Francia se moviliza masivamente contra los planes de austeridad del gobierno

Cientos de miles de ciudadanos tomaron las calles para exigir cambios en las políticas fiscales y mayor inversión en servicios públicos.

Francia vivió una de sus jornadas de protesta más intensas en años. Profesores, conductores de tren, farmacéuticos y personal hospitalario se sumaron a huelgas mientras estudiantes bloqueaban la entrada de escuelas secundarias. En París, la paralización del metro dejó la ciudad con movilidad limitada y reflejó la magnitud del descontento social ante los recortes presupuestarios propuestos por el presidente Emmanuel Macron y el primer ministro Sébastien Lecornu.
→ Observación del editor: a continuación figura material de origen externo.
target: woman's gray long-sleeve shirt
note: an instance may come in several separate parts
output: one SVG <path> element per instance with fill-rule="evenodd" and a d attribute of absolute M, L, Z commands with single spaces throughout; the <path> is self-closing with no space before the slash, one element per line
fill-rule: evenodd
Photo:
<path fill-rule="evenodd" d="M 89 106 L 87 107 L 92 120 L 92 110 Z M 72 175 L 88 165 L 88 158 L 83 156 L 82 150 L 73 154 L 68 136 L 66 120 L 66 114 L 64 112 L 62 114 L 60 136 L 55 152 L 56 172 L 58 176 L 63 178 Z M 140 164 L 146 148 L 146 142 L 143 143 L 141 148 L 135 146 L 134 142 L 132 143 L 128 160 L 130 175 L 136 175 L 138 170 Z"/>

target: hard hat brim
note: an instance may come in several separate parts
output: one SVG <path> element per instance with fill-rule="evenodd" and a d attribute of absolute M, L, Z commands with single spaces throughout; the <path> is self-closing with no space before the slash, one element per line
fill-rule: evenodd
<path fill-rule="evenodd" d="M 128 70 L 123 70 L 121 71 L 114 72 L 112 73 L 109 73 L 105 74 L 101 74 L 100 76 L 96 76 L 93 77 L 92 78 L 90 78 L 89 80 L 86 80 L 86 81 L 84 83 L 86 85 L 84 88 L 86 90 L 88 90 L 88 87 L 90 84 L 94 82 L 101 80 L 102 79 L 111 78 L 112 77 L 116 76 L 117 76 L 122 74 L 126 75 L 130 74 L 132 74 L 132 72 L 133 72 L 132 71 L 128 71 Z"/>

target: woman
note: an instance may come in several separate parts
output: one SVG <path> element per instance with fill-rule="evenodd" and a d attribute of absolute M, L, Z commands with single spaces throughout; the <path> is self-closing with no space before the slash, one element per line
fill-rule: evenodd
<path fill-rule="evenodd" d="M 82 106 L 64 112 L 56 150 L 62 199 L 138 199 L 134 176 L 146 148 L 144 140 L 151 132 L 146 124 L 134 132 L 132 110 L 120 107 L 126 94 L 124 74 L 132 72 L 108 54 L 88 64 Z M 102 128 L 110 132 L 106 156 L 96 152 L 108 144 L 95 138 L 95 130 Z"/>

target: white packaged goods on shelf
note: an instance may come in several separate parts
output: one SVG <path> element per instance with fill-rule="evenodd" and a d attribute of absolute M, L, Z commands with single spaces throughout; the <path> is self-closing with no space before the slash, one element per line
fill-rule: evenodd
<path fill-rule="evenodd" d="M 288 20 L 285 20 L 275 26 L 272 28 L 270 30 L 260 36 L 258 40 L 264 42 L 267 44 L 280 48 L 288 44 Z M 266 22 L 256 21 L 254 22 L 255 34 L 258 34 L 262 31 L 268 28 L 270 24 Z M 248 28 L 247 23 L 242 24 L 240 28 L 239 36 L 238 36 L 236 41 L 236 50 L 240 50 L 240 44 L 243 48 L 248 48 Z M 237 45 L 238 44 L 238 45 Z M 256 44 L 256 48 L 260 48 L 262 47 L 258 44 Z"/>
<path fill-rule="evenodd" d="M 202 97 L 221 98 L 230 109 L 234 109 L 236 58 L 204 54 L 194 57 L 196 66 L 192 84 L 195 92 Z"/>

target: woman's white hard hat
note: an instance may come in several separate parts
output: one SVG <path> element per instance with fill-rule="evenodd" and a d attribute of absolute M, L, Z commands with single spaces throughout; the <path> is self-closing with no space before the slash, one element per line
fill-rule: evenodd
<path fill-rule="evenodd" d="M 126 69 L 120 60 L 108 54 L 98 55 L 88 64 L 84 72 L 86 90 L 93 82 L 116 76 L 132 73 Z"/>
Entre las demandas de los manifestantes se incluyen abandonar las medidas del gobierno anterior, aumentar los impuestos a los más ricos y revisar la reforma que eleva la edad de jubilación. Sophie Binet, líder del sindicato CGT, aseguró que “son las calles las que deben decidir el presupuesto”, mientras estimaba en 400 mil los participantes solo en la mañana. La presión social se suma a la inquietud de inversores por un déficit que en 2024 casi duplicó el límite del 3% fijado por la Unión Europea.

El despliegue policial fue masivo: 80 mil agentes, unidades antidisturbios, drones y vehículos blindados estuvieron desplegados para contener la protesta. Más de 90 personas fueron detenidas en distintos puntos del país, evidenciando la tensión que rodea la discusión sobre el presupuesto de 2026 y el futuro de las políticas públicas en Francia.